"CYCLOS CROWD THE STREETS OF SAIGON"
Return to Collection
Next Photograph

 

 

Demographers generally agree that the demographic transition, when populations stabilize, will have spread around the world by mid-century. This is a good thing. On the other hand, best case scenario, the earth will then be inhabited by nine billion people. Those less optimistic say 15 billion! This is not good. Just how bad it will be is on a lot of people's minds. Given man's remarkable ability to adapt, it's also very hard to say.

Will the world be a hellish place then? There is real reason for concern. Some parts are already hellish. There are 21 megacities in the world that have populations of more than 10 million, with poor nations expected to add many more by mid-century. Delhi's numbers swell each year with migrants from the countryside who arrive to find things as bad, or worse, than back home-overcrowded, filthy, and not enough to eat and drink. A better life can be hard to come by. The same story can be told around the globe-Dhaka in Bangladesh, Kinshasa in the Democratic Republic of the Congo, and others. Some of these cities have seen populations increase by a factor of 40 since 1950!
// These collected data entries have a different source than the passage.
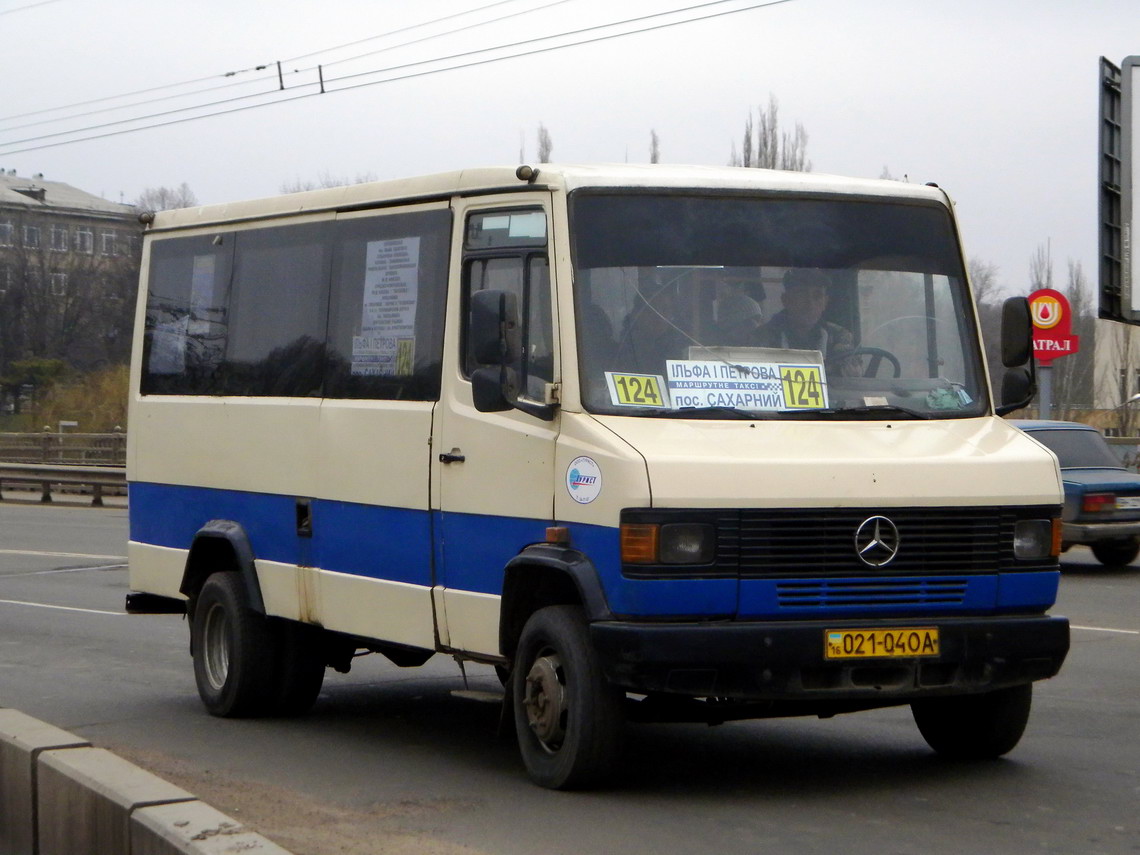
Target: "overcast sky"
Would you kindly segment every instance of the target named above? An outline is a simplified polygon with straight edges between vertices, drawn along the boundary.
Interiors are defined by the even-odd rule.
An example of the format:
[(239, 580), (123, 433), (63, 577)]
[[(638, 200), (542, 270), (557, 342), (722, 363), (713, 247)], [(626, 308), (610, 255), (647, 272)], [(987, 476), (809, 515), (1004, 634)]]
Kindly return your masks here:
[[(323, 176), (513, 164), (520, 149), (533, 160), (540, 122), (558, 162), (648, 161), (656, 130), (664, 162), (725, 164), (749, 110), (774, 95), (781, 122), (807, 130), (815, 172), (877, 178), (886, 168), (944, 187), (967, 254), (997, 265), (1010, 293), (1026, 292), (1046, 241), (1057, 284), (1069, 259), (1095, 283), (1098, 61), (1140, 54), (1136, 0), (785, 0), (439, 70), (615, 20), (643, 18), (572, 40), (756, 5), (0, 0), (0, 168), (114, 201), (186, 182), (199, 201), (222, 202)], [(312, 94), (318, 64), (326, 89), (354, 88)], [(167, 88), (187, 81), (196, 82)], [(150, 102), (131, 113), (167, 115), (143, 124), (185, 119), (194, 113), (168, 111), (207, 101), (233, 112), (118, 133), (131, 126), (107, 123), (131, 113), (94, 111), (124, 101), (86, 103), (144, 91), (125, 99)], [(42, 112), (56, 107), (69, 109)], [(47, 121), (63, 116), (73, 118)], [(89, 133), (115, 135), (53, 147), (42, 146), (69, 137), (33, 139), (96, 125), (106, 126)]]

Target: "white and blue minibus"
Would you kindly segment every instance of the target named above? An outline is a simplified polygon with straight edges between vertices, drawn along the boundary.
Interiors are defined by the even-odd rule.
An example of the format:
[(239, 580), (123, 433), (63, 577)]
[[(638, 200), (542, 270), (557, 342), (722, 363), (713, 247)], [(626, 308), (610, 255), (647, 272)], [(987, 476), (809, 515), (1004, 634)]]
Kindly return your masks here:
[(994, 757), (1061, 667), (1028, 308), (995, 395), (936, 186), (540, 164), (143, 219), (128, 610), (188, 615), (214, 715), (443, 653), (572, 788), (638, 721), (909, 705)]

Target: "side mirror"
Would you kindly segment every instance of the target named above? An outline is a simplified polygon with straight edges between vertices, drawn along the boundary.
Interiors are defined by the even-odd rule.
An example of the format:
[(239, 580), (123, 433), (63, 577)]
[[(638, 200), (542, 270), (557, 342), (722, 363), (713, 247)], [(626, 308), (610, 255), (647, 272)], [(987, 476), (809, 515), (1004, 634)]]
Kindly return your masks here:
[(1010, 297), (1001, 307), (1001, 361), (1006, 367), (1001, 380), (999, 416), (1028, 406), (1037, 394), (1033, 362), (1033, 318), (1029, 301)]
[(509, 291), (476, 291), (471, 295), (470, 353), (480, 365), (518, 361), (518, 297)]
[(1018, 368), (1033, 358), (1033, 318), (1029, 301), (1010, 297), (1001, 307), (1001, 361), (1006, 368)]
[(1033, 396), (1037, 394), (1037, 381), (1029, 368), (1010, 368), (1001, 378), (1001, 406), (996, 412), (999, 416), (1020, 410), (1029, 406)]

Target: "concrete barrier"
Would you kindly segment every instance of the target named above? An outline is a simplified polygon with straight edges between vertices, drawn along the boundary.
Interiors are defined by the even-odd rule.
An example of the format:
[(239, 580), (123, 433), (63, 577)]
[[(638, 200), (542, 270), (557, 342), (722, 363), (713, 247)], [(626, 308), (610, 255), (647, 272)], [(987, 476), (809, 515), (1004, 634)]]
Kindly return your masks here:
[(0, 855), (35, 852), (37, 775), (42, 752), (91, 743), (18, 710), (0, 709)]
[(0, 709), (0, 855), (289, 855), (74, 734)]

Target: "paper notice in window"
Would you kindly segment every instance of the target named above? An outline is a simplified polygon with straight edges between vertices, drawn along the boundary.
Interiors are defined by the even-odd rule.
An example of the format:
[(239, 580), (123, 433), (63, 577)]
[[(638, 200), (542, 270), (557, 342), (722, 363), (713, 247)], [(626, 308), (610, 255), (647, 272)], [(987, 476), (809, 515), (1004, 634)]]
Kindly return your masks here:
[(366, 253), (361, 334), (352, 339), (352, 373), (410, 375), (415, 365), (420, 239), (369, 241)]

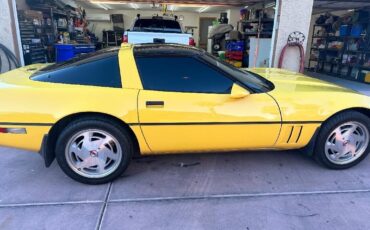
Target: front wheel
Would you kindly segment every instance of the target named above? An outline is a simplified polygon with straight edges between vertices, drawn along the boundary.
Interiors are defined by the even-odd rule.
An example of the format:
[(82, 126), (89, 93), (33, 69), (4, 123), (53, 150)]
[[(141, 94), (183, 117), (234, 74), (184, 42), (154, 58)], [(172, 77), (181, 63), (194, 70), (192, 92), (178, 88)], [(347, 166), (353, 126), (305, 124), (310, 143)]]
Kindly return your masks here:
[(338, 114), (324, 123), (315, 148), (315, 158), (332, 169), (346, 169), (370, 152), (370, 118), (356, 111)]
[(72, 122), (62, 131), (56, 147), (62, 170), (86, 184), (114, 180), (126, 170), (132, 155), (127, 131), (104, 119)]

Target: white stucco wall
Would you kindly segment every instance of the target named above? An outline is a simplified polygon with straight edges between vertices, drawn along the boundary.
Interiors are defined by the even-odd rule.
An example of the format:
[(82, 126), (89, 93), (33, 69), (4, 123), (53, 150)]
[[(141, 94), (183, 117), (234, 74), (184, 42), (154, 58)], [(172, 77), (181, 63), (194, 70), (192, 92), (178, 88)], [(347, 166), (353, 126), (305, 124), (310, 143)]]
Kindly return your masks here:
[[(303, 44), (306, 53), (308, 34), (311, 23), (313, 0), (279, 0), (279, 24), (276, 34), (273, 66), (277, 67), (281, 50), (287, 44), (290, 33), (300, 31), (306, 36)], [(283, 68), (298, 71), (300, 64), (299, 50), (289, 48), (285, 53)]]
[[(20, 64), (23, 65), (23, 56), (20, 50), (21, 44), (18, 39), (18, 22), (15, 20), (16, 13), (15, 0), (0, 0), (0, 44), (7, 47), (20, 61)], [(2, 60), (6, 58), (4, 52), (1, 52), (0, 55), (2, 55)], [(9, 66), (4, 66), (4, 63), (1, 67), (2, 72), (9, 69)]]
[(11, 8), (8, 0), (0, 0), (0, 43), (15, 53)]

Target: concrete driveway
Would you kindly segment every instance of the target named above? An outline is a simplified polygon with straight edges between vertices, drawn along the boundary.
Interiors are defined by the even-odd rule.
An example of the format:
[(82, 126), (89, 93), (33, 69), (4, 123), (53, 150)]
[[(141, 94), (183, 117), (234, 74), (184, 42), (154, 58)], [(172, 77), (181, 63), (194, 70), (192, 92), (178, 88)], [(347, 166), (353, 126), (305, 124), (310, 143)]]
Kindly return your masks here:
[(370, 158), (322, 168), (299, 152), (154, 156), (79, 184), (0, 148), (0, 229), (370, 229)]

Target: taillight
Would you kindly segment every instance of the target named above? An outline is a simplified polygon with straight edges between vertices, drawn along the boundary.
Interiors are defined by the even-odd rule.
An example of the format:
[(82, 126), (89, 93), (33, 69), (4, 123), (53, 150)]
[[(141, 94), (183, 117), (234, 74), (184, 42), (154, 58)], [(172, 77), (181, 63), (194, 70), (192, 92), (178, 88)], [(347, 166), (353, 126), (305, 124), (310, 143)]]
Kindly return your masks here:
[(127, 35), (123, 35), (123, 40), (122, 42), (124, 43), (128, 43), (128, 36)]
[(189, 46), (195, 46), (195, 40), (194, 38), (189, 38)]

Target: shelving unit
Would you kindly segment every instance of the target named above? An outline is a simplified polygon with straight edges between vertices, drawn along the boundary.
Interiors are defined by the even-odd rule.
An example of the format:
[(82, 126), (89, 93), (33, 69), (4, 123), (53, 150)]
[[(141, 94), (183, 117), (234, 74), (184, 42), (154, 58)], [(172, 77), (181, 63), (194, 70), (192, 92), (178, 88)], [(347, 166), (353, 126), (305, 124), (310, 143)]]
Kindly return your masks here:
[[(78, 8), (49, 2), (35, 3), (27, 9), (18, 10), (25, 64), (54, 62), (57, 38), (65, 32), (73, 43), (86, 43), (84, 29), (75, 27), (82, 24), (82, 15), (83, 11)], [(69, 23), (71, 20), (73, 25)]]
[[(308, 69), (363, 82), (365, 72), (370, 72), (370, 20), (357, 22), (356, 25), (363, 28), (360, 36), (334, 34), (312, 36)], [(331, 25), (314, 25), (314, 34), (317, 30), (329, 26)], [(335, 43), (341, 45), (331, 45)]]
[[(267, 66), (269, 62), (269, 53), (271, 47), (265, 46), (262, 49), (259, 43), (270, 44), (274, 29), (274, 14), (273, 5), (256, 4), (241, 11), (241, 20), (237, 23), (237, 30), (242, 35), (244, 42), (243, 66), (258, 67)], [(264, 49), (266, 48), (266, 49)], [(254, 53), (258, 51), (258, 58), (255, 58)]]
[[(241, 28), (240, 28), (241, 27)], [(246, 31), (247, 27), (255, 27), (255, 31)], [(244, 36), (260, 36), (271, 38), (274, 27), (274, 19), (263, 18), (262, 14), (257, 19), (240, 20), (237, 24), (237, 30), (242, 31)]]
[(36, 32), (36, 26), (30, 21), (19, 22), (19, 30), (25, 64), (45, 63), (46, 50)]

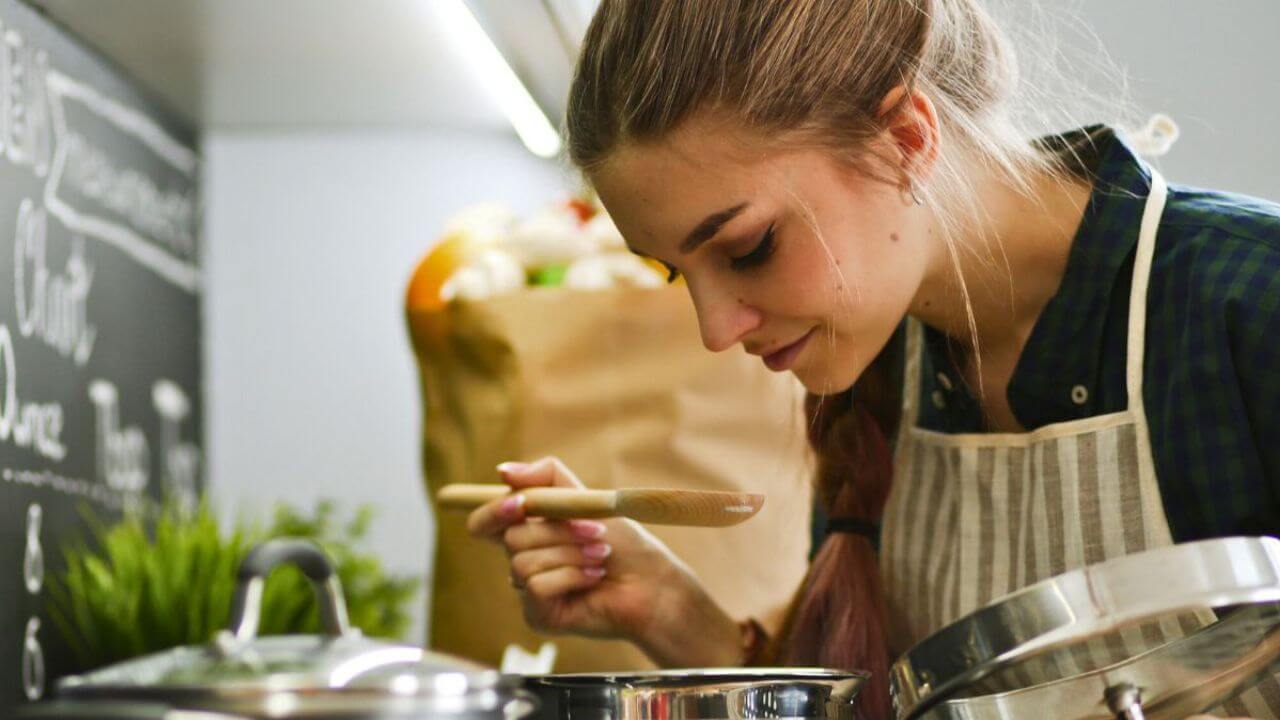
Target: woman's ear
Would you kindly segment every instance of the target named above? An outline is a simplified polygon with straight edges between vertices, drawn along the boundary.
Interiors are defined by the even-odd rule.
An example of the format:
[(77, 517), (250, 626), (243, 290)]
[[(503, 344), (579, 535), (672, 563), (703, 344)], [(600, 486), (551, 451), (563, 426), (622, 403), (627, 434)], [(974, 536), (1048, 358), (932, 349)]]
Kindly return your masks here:
[(885, 140), (898, 151), (902, 189), (923, 184), (933, 171), (942, 135), (933, 101), (919, 90), (898, 85), (885, 94), (876, 114)]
Nations can face the same pressures as cities. Bangladesh, one of the most densely populated countries in the world, is also one slated to suffer most from the ill effects of climate change. Rising sea levels will displace tens of millions. Where will they go? And things in Rwanda may be worse. It can be argued that the genocidal massacre of a million or more Rwandans in 1994 was caused by more than just Hutu hatred. Overpopulation was the root cause. There were simply too many farmers dividing their land into increasingly small fractions that no longer fed families. Hunger and crowding make us do desperate things.

 

As long as people are fed human populations are remarkably resilient. In the above photo cyclos and people crowd the streets of Saigon, in Vietnam, one of the most overpopulated countries in the world despite nearly constant warfare in the last half of the 20th century. The same rapid population recovery also happened in Rwanda after the genocide. One has to wonder how much longer our ingenuity can save us.